Catherine Pine
Catherine Pine was born in Maidstone on 7th May 1864. She trained as a nurse at St Bartholomew's Hospital from 1895 until 1897. After qualifying she remained at St Bartholomew's and in 1900 she was promoted to hospital sister. In 1901 she moved to Great Ormond Street Hospital.
Pine joined the Women Social & Political Union and she was involved with Flora Murray and Louisa Garrett Anderson in running the Notting Hill nursing home that WSPU members went to while recovering from hunger strikes. She also treated Harry Pankhurst, the son of Emmeline Pankhurst. Harry died in the nursing home in January 1910.

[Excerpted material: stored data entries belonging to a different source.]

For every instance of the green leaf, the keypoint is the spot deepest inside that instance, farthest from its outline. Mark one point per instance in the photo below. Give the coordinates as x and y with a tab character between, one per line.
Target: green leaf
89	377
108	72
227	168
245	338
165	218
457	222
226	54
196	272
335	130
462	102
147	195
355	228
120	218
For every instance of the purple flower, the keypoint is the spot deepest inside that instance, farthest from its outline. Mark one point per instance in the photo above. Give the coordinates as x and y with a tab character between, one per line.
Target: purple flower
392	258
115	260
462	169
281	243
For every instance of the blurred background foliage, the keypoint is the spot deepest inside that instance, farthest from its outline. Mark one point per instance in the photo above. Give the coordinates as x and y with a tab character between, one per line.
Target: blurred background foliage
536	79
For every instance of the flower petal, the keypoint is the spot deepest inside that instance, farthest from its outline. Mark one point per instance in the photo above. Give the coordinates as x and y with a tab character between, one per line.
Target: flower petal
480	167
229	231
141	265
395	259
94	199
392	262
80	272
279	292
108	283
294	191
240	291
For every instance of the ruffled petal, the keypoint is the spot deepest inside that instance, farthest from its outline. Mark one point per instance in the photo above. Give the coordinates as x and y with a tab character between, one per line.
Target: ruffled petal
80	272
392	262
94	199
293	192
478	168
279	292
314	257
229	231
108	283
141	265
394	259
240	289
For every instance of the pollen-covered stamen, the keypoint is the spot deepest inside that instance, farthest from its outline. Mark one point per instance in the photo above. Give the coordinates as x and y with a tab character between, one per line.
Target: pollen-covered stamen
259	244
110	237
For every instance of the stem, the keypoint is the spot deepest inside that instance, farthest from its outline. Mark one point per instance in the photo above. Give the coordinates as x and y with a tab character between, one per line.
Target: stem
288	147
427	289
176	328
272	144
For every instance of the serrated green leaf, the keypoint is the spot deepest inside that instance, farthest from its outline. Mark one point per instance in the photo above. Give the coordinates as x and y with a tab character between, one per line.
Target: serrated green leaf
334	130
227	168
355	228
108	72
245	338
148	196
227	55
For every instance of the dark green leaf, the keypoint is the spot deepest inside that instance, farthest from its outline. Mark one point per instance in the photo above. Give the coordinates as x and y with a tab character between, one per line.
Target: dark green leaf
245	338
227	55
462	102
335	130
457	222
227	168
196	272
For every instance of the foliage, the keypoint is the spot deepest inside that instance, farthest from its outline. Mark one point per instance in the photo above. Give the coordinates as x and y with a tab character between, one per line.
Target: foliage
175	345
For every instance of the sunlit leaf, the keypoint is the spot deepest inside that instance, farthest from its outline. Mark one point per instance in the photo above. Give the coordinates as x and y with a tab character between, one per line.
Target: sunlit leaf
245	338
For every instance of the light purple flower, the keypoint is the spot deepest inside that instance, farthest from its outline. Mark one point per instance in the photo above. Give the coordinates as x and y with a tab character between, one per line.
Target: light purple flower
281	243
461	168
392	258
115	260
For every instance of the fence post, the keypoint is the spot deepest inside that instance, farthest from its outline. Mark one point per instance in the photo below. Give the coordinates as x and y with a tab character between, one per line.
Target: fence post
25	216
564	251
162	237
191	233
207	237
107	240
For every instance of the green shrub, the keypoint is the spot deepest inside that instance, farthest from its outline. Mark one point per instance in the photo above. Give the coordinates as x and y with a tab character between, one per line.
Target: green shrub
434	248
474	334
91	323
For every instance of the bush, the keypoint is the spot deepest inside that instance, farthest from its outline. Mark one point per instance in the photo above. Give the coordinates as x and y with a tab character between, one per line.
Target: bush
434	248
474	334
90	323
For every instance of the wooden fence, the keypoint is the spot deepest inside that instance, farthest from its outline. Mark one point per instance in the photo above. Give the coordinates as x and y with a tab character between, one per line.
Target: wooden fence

On 13th October 1913 she attended a meeting being addressed by Sylvia Pankhurst at Bow Baths Hall. Pine was injured in a struggle with the police during the meeting. Pine was devoted to Emmeline Pankhurst and was her personal nurse after she was released from Holloway Prison in 1913.
According to Elizabeth Crawford, the author of The Suffragette Movement (1999): "Nurse Pine's own nursing home was so besieged by detectives and onlookers that, in order to maintain the calm necessary to the recovery of her patients and in order that she should not lose clients and thereby jeopardize her business, Nurse Pine looked after Mrs Pankhurst, in London." Pine therefore looked after Pankhurst in the homes of Hertha Ayrton, Ethel Smyth and Hilda Brackenbury.
During the First World War she set up a hostel in which to care for illegitimate "war babies". It was housed first in Mecklenburgh Square and then at 50 Clarendon Road. After the war Pine accompanied Pankhurst to USA and Canada. Pine returned to England in 1923.
Catherine Pine died on 14th August 1941.